The slightest thing is setting me off of late. Not sure if its being post menopausal or Algernon (I've decided to call my meningioma that!) a.k.a 'Algy' is having an effect. Sad to hear that Sheryl Crowe has been diagnosed with a meningioma but even sadder that, I guess in order to reassure her public, the seriousness of which is being played down. Yes, meningiomas are usually benign but NO they are not something to be ignored! Some will be symptomless and kept under surveillance, not requiring immediate treatment as they are either very small or not causing too much damage. But most do grow and often it will depend on WHERE in the brain they expand as well as the very fact you have one. Now ok, we don't want to go around giving the impression that as soon as the word 'brain tumour' is mentioned we should be booking our plot in the local cemetery, or looking to invest in a floral tribute, but the sad fact is many have their lives altered or cut short by the presence of a brain tumour, especially if of a higher grade. At best, most can be quite disabling, having a terrible impact on people's lives until treated or otherwise.

I learned in nursing school that the skull is not expandable, that there is NO ROOM for extras, indeed I have seen many a time when the brain has been compressed by bleeds, bruising etc the damage, some of it permanent/potentially fatal if prompt treatment is not applied.
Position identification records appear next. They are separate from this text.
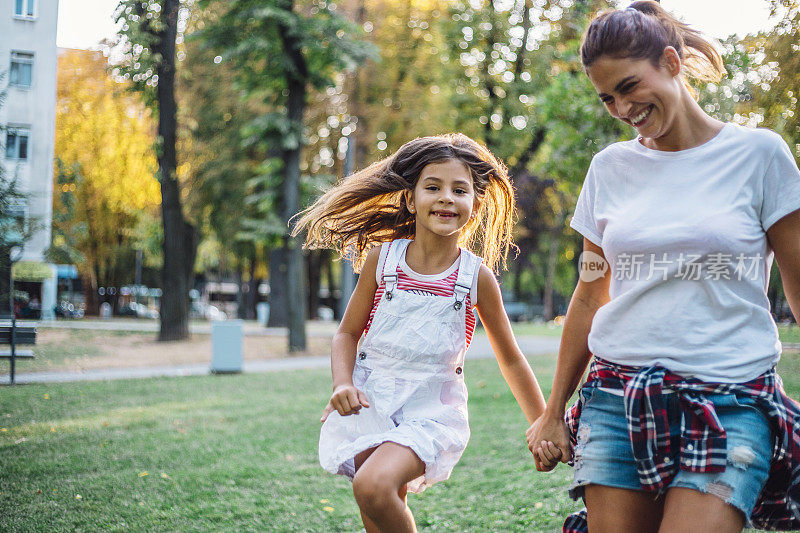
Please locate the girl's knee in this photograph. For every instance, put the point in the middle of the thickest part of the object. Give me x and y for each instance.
(373, 491)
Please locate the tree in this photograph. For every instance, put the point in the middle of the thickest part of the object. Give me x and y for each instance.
(282, 49)
(104, 179)
(149, 33)
(214, 115)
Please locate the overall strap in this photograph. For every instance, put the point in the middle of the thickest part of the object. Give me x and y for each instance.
(396, 250)
(466, 273)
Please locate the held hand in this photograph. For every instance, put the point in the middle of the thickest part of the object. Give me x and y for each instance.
(548, 441)
(347, 400)
(325, 412)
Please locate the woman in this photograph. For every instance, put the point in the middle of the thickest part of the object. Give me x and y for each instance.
(682, 424)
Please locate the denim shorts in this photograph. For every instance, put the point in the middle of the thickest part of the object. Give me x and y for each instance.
(603, 455)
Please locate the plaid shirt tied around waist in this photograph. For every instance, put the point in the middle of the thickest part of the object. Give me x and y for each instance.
(703, 439)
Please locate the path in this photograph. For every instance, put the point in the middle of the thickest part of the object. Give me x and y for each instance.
(480, 349)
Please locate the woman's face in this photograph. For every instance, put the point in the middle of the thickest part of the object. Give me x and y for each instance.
(638, 93)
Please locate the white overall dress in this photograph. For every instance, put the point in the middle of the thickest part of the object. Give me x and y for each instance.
(410, 366)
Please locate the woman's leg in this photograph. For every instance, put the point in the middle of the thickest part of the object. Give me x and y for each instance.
(380, 487)
(613, 510)
(688, 510)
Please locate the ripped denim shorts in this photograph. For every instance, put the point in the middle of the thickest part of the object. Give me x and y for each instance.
(603, 454)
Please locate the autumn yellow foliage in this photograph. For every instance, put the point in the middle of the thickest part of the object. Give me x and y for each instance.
(105, 178)
(108, 132)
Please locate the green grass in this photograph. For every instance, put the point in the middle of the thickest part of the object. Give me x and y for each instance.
(231, 453)
(788, 333)
(536, 328)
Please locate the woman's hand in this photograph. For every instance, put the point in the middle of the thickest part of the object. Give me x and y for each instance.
(346, 400)
(548, 441)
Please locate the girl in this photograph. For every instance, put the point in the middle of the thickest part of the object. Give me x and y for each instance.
(682, 424)
(397, 418)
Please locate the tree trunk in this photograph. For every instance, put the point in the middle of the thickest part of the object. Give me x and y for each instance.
(297, 80)
(278, 315)
(6, 290)
(552, 262)
(251, 298)
(240, 293)
(179, 237)
(314, 263)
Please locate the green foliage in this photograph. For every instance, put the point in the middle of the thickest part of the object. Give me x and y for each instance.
(139, 44)
(250, 38)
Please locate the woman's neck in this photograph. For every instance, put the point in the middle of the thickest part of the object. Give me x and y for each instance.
(431, 254)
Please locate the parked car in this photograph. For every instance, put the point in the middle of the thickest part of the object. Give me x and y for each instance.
(202, 309)
(137, 310)
(67, 310)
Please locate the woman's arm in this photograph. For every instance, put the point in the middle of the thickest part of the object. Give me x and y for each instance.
(346, 399)
(784, 238)
(513, 365)
(573, 356)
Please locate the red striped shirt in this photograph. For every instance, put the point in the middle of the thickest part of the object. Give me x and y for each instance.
(440, 287)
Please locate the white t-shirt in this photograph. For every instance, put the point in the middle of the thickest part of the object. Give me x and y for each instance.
(685, 235)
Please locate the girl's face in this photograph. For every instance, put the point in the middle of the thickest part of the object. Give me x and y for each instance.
(443, 199)
(639, 94)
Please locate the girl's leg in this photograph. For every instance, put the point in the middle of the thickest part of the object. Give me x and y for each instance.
(689, 510)
(613, 510)
(380, 487)
(359, 459)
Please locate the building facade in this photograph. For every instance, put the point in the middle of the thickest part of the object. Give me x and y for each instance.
(28, 63)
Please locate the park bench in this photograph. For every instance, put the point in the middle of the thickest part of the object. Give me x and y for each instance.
(13, 335)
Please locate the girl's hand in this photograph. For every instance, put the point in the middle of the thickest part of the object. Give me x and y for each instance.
(346, 400)
(548, 441)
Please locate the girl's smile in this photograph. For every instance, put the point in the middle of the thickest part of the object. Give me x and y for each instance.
(443, 198)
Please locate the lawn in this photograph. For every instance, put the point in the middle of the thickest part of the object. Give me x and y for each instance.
(225, 453)
(64, 349)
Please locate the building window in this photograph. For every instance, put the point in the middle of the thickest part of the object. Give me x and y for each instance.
(21, 73)
(17, 144)
(24, 8)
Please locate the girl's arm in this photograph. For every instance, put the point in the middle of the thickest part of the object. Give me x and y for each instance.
(573, 356)
(513, 365)
(784, 238)
(346, 399)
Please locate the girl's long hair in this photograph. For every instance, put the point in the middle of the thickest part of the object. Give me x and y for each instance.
(642, 31)
(369, 207)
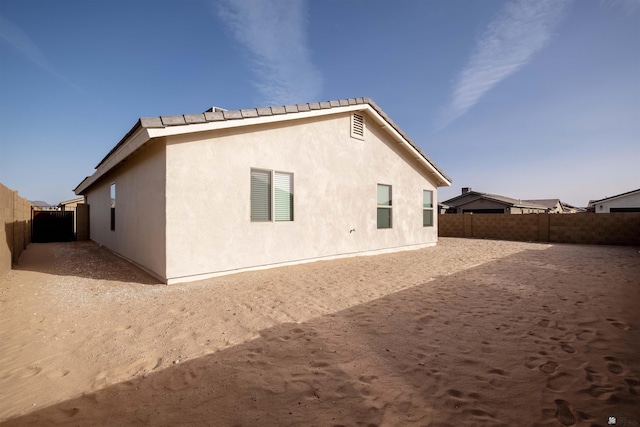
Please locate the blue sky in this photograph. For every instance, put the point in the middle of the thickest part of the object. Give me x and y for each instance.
(526, 98)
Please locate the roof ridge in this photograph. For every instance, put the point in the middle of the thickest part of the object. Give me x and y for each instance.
(219, 115)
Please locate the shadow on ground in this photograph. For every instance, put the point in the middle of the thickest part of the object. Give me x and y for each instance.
(83, 259)
(541, 337)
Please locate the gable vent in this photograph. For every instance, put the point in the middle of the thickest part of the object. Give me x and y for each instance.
(357, 126)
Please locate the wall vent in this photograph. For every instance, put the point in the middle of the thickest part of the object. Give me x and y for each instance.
(357, 126)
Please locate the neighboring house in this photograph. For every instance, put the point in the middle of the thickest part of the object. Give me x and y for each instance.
(625, 202)
(475, 202)
(442, 208)
(555, 206)
(70, 205)
(196, 196)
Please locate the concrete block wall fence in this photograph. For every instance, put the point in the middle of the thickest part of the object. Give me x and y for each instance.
(603, 229)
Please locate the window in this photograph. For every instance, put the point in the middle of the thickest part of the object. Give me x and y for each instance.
(112, 192)
(283, 196)
(427, 208)
(384, 206)
(266, 186)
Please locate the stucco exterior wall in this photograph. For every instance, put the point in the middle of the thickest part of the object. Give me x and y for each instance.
(630, 201)
(139, 233)
(209, 228)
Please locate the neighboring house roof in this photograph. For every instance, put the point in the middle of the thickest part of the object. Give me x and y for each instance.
(216, 118)
(475, 195)
(606, 199)
(548, 203)
(68, 202)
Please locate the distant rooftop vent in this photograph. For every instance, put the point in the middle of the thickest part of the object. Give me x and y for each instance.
(215, 109)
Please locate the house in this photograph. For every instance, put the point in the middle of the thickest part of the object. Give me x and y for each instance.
(70, 205)
(475, 202)
(625, 202)
(200, 195)
(556, 206)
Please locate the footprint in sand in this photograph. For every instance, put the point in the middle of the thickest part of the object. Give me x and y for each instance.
(619, 324)
(613, 365)
(544, 323)
(549, 367)
(560, 382)
(564, 414)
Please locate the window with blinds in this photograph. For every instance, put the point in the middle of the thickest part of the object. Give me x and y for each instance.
(427, 208)
(384, 206)
(112, 204)
(357, 126)
(269, 185)
(283, 196)
(260, 195)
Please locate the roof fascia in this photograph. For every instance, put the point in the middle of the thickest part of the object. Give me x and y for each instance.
(249, 121)
(606, 199)
(136, 140)
(417, 155)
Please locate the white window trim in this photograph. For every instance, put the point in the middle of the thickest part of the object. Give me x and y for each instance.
(390, 207)
(427, 209)
(358, 125)
(272, 194)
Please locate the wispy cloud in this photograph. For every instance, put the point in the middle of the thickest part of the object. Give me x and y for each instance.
(17, 38)
(274, 32)
(520, 30)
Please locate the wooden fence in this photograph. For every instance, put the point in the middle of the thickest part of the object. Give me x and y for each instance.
(15, 217)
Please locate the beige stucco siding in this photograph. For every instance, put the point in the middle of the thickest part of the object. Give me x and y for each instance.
(139, 233)
(209, 229)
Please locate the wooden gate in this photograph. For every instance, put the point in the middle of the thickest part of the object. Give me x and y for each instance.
(51, 226)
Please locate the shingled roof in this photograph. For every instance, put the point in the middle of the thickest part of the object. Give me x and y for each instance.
(216, 114)
(502, 199)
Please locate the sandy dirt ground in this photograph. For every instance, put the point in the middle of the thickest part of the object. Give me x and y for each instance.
(469, 332)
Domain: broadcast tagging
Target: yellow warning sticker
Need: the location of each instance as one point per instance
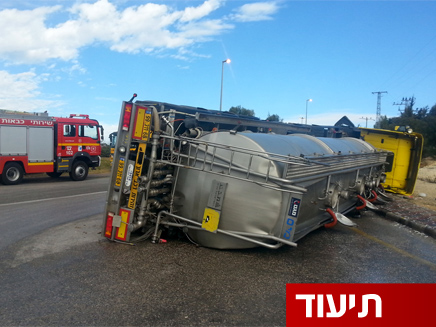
(211, 220)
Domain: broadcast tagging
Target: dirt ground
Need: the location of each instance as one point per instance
(425, 188)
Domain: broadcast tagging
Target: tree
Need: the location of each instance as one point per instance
(238, 110)
(421, 120)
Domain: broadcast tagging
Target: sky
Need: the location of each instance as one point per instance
(87, 56)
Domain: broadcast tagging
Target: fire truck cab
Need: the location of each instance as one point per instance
(37, 143)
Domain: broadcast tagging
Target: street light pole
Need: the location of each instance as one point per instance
(227, 61)
(307, 102)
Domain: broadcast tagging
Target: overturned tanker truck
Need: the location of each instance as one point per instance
(185, 168)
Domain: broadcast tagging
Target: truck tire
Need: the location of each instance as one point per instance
(79, 171)
(12, 173)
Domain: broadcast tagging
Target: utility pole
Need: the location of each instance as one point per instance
(366, 118)
(378, 113)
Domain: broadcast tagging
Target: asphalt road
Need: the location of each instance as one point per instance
(57, 270)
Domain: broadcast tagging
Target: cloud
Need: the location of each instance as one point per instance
(253, 12)
(26, 37)
(21, 92)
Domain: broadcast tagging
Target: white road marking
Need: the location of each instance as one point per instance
(49, 199)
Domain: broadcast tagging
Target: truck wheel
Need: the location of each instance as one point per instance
(79, 171)
(54, 174)
(12, 173)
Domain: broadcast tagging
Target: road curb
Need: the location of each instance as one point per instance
(427, 230)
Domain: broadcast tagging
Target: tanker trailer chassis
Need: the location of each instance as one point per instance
(230, 190)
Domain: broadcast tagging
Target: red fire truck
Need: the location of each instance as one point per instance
(38, 143)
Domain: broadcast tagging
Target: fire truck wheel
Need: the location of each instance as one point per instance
(79, 171)
(12, 173)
Ok, that's a dire emergency I know and have been present when bore holes have been drilled into someone's skull to release the pressure of a bleeding artery so the cerebrum wouldn't be squished in to grey jelly, but have also seen what happens when an undiagnosed or untreated brain tumour can suddenly have a spurt, crush a very sensitive part of the brain or worse!

Most brain tumours are secondary to other cancers - about 60%, where the cells have metastasized from other areas of the body but about 40% are primary tumours. Meningiomas are the most common although I was told that in one sense mine was fairly rare for some reason - possibly due to it's location? I personally think brain tumours are more common than people realise or maybe it's because I have gotten so many in the 'BT Community' it seems more. Most are survivors but nearly all have paid a dear price in one way or another for their tumours. Jobs have been lost through long term illness as bt's especially in the UK can take a long time to diagnose, treat and recover from fully, if you're lucky. Damage can be permanent, not everyone recovers to full health and usually have to adapt their lives. But in part what I am upset about today is that there are those, who because they don't crawl about on 1 finger and who look 'normal' are being vilified, their children being bullied because there's the perception they are scroungers, when they are not.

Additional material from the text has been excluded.